The Institute for Supply Management (ISM) said on Monday its manufacturing PMI fell to 48.7 last month from 49.1 in September. A reading below 50 indicates contraction in manufacturing, which accounts for 10.1% of the economy.
Still, the PMI remained above 42.3, a level that the ISM said over time was consistent with an expansion of the overall economy.
Economists polled by Reuters had forecast the PMI edging up to 49.5. A month-long shutdown of the U.S. government is, however, making it difficult to get a good read of the economy. The shutdown, on track to be the longest on record, has caused a government economic data blackout.
Prior to the shutdown, the economy appeared to be on solid footing for much of the third quarter, spurred by consumer spending and to some extent business investment in artificial intelligence. But the shutdown could undercut consumer spending as food aid for nearly 42 million people lapsed on Saturday.
Consumer spending is mostly being driven by high-income households, who are the biggest beneficiaries of a stock market rally, economists said.
The ISM survey's forward-looking new orders sub-index increased to a still-depressed 49.4 last month from 48.9 in September. This measure has contracted in eight of the last nine months.
TARIFFS ARE CONSTRAINING PRODUCTION AT FACTORIES
Backlog orders remained subdued as did export orders.
Production was weak after briefly rebounding in September. Manufacturers have cited tariffs as a major constraint.
The U.S. Supreme Court will on Wednesday hear arguments on the legality of President Donald Trump's sweeping import duties. Trump has defended the tariffs as necessary to protect domestic manufacturing, though economists have argued it is impossible to restore the industry to its former glory because of structural issues, including worker shortages.

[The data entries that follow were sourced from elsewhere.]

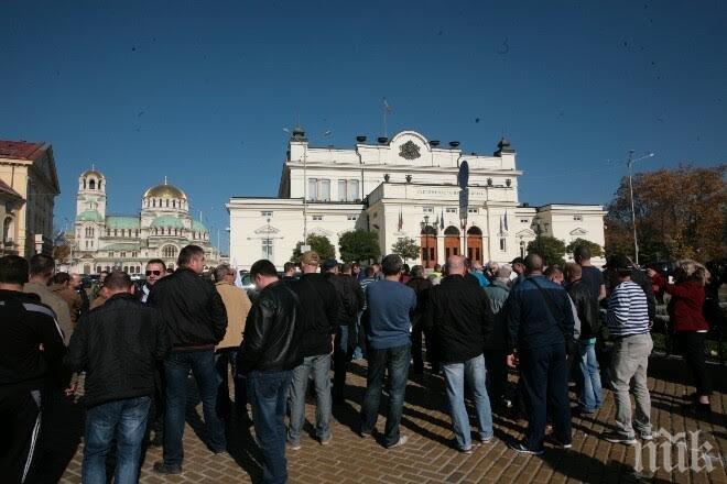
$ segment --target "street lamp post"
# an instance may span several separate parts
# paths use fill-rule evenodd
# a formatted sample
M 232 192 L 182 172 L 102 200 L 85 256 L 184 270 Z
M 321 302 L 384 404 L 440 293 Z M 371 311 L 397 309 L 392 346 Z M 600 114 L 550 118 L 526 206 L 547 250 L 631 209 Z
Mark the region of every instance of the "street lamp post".
M 633 158 L 633 150 L 629 150 L 629 161 L 628 161 L 628 165 L 629 165 L 629 193 L 631 195 L 631 226 L 633 228 L 633 255 L 634 255 L 637 265 L 639 265 L 639 241 L 637 239 L 637 231 L 636 231 L 636 209 L 634 209 L 634 206 L 633 206 L 633 182 L 631 180 L 631 178 L 633 177 L 633 164 L 636 162 L 638 162 L 639 160 L 650 158 L 653 155 L 654 155 L 653 153 L 649 153 L 648 155 L 644 155 L 644 156 L 641 156 L 641 157 L 638 157 L 638 158 L 634 160 Z
M 424 216 L 424 220 L 420 222 L 422 226 L 422 233 L 424 234 L 424 268 L 430 268 L 430 216 Z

Tariffs are gumming up supply chains, resulting in longer delivery times to factories. The ISM survey's supplier deliveries index increased to 54.2 from 52.6 in September. A reading above 50 indicates slower deliveries.
Factories continued to pay more for inputs, though the pace of price increases moderated. The survey's prices paid measure eased to a still-high 58.0 from 61.9 in the prior month.
That would support some economists' views that the hit to inflation from tariffs could be a one-time boost to the price level.
Factory employment remained weak. The ISM has noted that "layoffs and not filling open positions remain the main headcount management strategies."